A dog which attacked and killed a 79-year-old man in Liverpool was not a banned breed under the Dangerous Dogs Act (1991), police confirmed.
Whew! I guess we can all sleep safer in our beds knowing that the two dim, careless bitches that owned the beast they were unable to prevent from killing their neighbour and menacing the neighbourhood weren't lawbreakers...
So, just what
was the creature?
The dog involved was a bull mastiff crossed with "either a Presa Canario or a Bandog", Merseyside Police said.
Ah. Right. So, just a powerful legal breed (despite
causing deaths) crossed with a dog with a
history of
similar attacks and a
known fighting breed not on the DDA, then?
And almost certainly a dog that, had anyone had the time or inclination to investigate, could almost certainly be said to
fall under the act's non-breed-specific instructions.
But no-one did. Because it's time-consuming and expensive and
the courts don't give a damn, because judges don't live in the areas where these types of dog are commonplace.
Judges live in areas where if a family gets a dog, it's a cocker spaniel or Labrador. Where the rest of us have to live or work, it's bull mastiffs, indeterminate Staffie crossbreeds or the other chav's favourite giant breed, the American Bulldog.

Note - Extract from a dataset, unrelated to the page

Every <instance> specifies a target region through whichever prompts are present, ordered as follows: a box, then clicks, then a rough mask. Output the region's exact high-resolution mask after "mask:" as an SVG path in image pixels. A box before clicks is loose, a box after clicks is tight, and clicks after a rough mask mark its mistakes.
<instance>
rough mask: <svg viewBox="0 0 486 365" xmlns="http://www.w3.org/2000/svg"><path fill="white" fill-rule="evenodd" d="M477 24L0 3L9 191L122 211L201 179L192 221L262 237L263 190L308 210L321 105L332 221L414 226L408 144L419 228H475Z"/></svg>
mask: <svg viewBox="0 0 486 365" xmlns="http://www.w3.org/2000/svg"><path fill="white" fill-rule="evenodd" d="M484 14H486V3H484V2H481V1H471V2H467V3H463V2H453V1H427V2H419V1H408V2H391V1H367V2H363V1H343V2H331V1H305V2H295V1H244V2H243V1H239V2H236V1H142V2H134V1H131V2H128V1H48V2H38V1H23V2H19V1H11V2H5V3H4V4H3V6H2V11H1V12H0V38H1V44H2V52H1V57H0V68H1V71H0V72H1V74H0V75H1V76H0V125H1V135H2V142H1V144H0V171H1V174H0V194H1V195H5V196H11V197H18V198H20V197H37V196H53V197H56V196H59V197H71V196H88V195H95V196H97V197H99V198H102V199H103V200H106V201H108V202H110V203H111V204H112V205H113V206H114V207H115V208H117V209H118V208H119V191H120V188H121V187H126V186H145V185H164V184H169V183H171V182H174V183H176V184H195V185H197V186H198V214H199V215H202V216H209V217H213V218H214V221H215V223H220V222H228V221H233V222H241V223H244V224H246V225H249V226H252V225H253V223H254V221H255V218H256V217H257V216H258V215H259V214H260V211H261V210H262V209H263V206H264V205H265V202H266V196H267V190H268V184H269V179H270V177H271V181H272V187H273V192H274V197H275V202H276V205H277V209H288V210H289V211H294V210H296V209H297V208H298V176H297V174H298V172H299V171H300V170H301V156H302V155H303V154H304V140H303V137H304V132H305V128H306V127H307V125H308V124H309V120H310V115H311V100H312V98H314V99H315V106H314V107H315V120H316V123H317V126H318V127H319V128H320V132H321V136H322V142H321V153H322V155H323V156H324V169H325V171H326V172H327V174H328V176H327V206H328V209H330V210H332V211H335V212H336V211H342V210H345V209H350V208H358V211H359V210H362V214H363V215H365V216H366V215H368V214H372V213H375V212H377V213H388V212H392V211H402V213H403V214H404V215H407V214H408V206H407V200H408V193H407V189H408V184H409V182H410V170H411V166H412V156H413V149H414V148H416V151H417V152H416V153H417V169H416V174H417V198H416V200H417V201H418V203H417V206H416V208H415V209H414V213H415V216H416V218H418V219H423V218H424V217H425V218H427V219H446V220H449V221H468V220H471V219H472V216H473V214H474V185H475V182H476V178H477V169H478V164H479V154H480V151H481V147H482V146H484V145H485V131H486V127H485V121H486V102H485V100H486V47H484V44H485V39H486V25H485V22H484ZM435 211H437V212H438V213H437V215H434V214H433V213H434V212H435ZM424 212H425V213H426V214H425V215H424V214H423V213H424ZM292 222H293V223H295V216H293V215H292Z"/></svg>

I saw one of these at a bootsale at the weekend, a huge brindle & white beast being walked by its peroxide and permatanned owner, with a chest harness that looked like Conan The Barbarian had given it to charity because it was too big for him, and a chain that could have anchored the Titanic in dock. It saw an elderly greyhound being fussed over by a family in the next row, and headed there. It did this despite the shouts of 'No!' and 'Heel' of its walker, who it merely dragged along, stilletto heels churning up dirt as she struggled in vain. She might as well have tried to halt a car.
Luckily, it was only
just out of puppyhood despite its size and power; the tail was wagging and its intentions were friendly - when it reached the greyhound, it merely wanted to play.
But had its intentions been otherwise, this woman had neither the physical strength not the authoritative control to prevent it. Absent Tarzan showing up, I'm not sure who would.
Luciana Berger, MP for Liverpool Wavertree, supported calls from Mr Clarke's family for tighter dog controls.
She said: "I want the government to give this issue the attention it deserves and take some serious action... and look at how you can prevent the attacks from happening in the first place."
Perhaps by paying
less attention to the specific type and breeding and temperament of the animal at one end of the leash, and a hell of a lot
more on the specific type and breeding and temperament of the animal at the other?